Execution Scheduled for February 4. 2004


 

 

AI INDEX: AMR 51/046/2003     24 April 2003

UNITED STATES OF AMERICA
Death by discrimination - the continuing role of race in capital cases

"We simply cannot say we live in a country that offers equal justice to all Americans when racial disparities plague the system by which our society imposes the ultimate punishment." US Senator, January 2003(1)

Introduction

The USA will soon carry out its 300th execution of an African American prisoner since resuming judicial killing in 1977. By 10 April 2003, 290 blacks had been put to death, and at least a further 10 were scheduled to be killed by the end of July.

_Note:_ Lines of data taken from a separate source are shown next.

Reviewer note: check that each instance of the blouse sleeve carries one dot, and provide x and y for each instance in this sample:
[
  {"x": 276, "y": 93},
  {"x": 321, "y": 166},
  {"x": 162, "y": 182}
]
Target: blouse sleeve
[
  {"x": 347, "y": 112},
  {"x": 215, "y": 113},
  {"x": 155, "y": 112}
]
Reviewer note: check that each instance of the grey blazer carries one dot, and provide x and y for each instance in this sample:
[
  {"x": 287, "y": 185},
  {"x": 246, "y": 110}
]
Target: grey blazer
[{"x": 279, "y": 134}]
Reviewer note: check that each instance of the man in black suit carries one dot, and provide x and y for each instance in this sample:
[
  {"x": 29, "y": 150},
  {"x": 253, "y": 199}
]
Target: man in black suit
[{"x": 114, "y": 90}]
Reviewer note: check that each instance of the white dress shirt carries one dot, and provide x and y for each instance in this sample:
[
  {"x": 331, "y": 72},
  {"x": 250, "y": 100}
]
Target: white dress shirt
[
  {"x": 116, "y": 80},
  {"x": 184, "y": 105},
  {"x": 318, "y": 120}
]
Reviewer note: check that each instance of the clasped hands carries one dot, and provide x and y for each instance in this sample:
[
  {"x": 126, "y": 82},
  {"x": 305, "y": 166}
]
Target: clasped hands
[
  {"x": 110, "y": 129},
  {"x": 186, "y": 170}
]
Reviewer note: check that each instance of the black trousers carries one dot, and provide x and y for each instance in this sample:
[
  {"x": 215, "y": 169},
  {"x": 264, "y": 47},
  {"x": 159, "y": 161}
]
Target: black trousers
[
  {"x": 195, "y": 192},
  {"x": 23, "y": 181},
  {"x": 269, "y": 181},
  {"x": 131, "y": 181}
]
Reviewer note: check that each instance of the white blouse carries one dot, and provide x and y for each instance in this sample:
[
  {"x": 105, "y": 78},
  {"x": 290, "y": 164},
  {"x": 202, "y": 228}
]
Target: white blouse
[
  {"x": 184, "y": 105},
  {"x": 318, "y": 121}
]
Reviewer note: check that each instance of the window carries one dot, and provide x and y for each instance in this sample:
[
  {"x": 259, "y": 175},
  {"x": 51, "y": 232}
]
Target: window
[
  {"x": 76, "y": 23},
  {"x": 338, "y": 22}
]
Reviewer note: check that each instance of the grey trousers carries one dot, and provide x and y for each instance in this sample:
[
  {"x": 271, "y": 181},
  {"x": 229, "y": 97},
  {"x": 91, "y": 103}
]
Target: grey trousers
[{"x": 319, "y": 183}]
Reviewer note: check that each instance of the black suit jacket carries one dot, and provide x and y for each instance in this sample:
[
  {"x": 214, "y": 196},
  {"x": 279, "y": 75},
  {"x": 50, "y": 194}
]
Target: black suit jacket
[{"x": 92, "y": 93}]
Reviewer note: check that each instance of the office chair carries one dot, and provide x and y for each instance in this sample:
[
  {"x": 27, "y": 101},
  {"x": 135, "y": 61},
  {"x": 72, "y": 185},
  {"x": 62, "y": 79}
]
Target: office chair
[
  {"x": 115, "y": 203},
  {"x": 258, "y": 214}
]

African Americans are disproportionately represented among people condemned to death in the USA. While they make up 12 per cent of the national population, they account for more than 40 per cent of the country's current death row inmates, and one in three of those executed since 1977.

While the United States resorts to the death penalty more than most countries – it has carried out well over 700 executions since 1990 – it is also the case that only a small percentage of murders result in execution in the United States. It is relevant, therefore, to ask if the capital justice system selects these defendants for death in a manner that is free from racial bias.

On 18 March 2003, two African American men were executed. The two people for whose murder Louis Jones and Walanzo Robinson were killed – Tracie McBride, white, and Dennis Hill, black – were among some half a million people murdered in the USA since 1977. Blacks and whites were the victims of these murders in almost equal numbers.(2) Yet 80 per cent of the people executed since 1977 were convicted of murders involving white victims.